Pat Barnes was a fly fishing legend that owned a fly shop in West Yellowstone, Montana. Being a history buff, I’ve studied quite a bit of the life of Mr. Barnes and have luckily been able to talk to his son, Charles, via e-mail. One of the items Charles sent me was a paper bag that Pat had written fly tying tips on. I’ve posted one image of it here. I’ve read through it and deciphered as much as I can. There were a few words that I couldn’t quite read, but I was able to type out most of it. I thought it would be interesting to post it here. So below you can read some tying tidbits from one of the best.
Tips on Fly Tying
1. Flies are best if they are as durable as possible.
Durability depends on strength of each of the materials used.
Strive always to get on your flies:
1. The stiffest tail material.
2. the most durable body, stiffest hackle, most durable —- material. To insure that all materials stay put use the largest (strongest) winding silk possible for the size of the fly, for the material that you are tying on. Example: To tie the deer hair on the head of a #4-6-8 even 10-12 Muddler use size 17? thead or stronger. For a #18 Adams, the dubbed body as as all else would call for a good quality #.0950 thread or possibly smaller if you are tying the fly on an extremely fine wire hook.
You soon learn the relative strength of material as you work with them.

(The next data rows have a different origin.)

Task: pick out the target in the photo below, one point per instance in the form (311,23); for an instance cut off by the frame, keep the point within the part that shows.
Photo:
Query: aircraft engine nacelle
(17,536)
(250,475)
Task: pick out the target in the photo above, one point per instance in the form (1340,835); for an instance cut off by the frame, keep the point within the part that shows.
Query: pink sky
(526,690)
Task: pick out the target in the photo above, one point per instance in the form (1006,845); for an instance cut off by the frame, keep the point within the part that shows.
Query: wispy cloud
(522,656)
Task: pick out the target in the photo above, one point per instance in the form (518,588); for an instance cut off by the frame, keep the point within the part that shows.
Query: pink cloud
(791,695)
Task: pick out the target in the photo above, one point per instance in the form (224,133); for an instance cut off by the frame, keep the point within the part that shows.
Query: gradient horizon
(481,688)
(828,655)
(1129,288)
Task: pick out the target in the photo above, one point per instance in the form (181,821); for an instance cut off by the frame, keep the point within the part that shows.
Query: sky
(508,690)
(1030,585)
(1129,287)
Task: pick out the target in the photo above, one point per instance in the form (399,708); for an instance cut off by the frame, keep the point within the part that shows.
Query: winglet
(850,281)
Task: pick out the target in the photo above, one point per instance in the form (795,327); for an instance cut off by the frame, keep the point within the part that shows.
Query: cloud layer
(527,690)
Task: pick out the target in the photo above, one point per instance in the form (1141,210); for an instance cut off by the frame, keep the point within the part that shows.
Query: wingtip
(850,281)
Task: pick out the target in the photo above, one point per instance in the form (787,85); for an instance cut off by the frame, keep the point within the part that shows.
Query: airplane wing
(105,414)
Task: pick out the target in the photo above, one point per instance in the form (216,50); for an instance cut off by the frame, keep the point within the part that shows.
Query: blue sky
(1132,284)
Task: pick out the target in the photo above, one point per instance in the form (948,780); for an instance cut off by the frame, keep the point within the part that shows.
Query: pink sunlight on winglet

For example: 1 strand of most peacock herl withstand little pressure. By putting on two or 3 strands winding them together carefully then one —- them with the appropriate color winding silk make a much more durable body (tied faster) for a dry grey hackle than a single strand would by itself with no overwind.
2. The most often asked question of a person watching a fly tier tie the flies is “How fast can you make one?” It is quite obvious from the question that to most people speed is equated with skill, regardless of quality. Because speed is important to the commercial tier, assuming there is no loss of quality. It is important that a tier do those having in his operation that will increase his speed. Take two fly tiers working on a dozen flies with 4 operations, tail, body, wing, hackle. One tier finishes first. Why? Better organization of actions needed. The actions involving the 4 operations are picking up, laying down materials, scissors. —- hands are needed to pick up and clip —- material. If you think thru this operation you might suggest better. 4 to tie it on, some one else might use 6. The difference would be whether the tail material could be cut off touching only the fibers needed rather than picking up the pieces of materials from which the tail material were cut.
Lets go back one step. How many operations are needed to cut off a piece of winding silk. Do you pick up the spool, unspool the needed length, reach for the scissors, cut it off, lay down the scissors then start it on the hook? Lets see thats 6 operations to get the silk on the hook. It can be done in 4 assuming that the spool is tied down, that the thread if fed through a slit when it can be grasped easily (operation 1) cut with scissors (Pick up and cut – 2 and 3), —- thru the hook 4.
why not the same procedure for body – no unnessory operations.
The number of operations needed for —- —- vary tremendously due to type and kind of —- put on but if you follow the principle of tying duration in some way each materials that you use be it tail, body, wing, hackle, winding silk, bottle or dropper you are going to cut down on your fly tying time on each fly.
3. Keep materials in close to save reaching time. Materials can be on three levels, in front of you, two sides, below your vise, on your lap, each knee. I suggest wearing an apron and make use of chest and lower pocket.
4. Tips on use of scissors
1. Do major cutting and clipping of fur and hair first
2. Keep them in your hand if possible all the time or the closest thing at hand
3. Have more than one pair of scissors, one for —- stuff, one for —- —–
4. Keep them sharp. A small triangle —- is one of the necessary tools on my table.
5. Do all cutting and trimming before lacquering head. a good pair of scissors for bucktail, squirrel tail is hardly adoptable for the close trimming of a #16 or 18.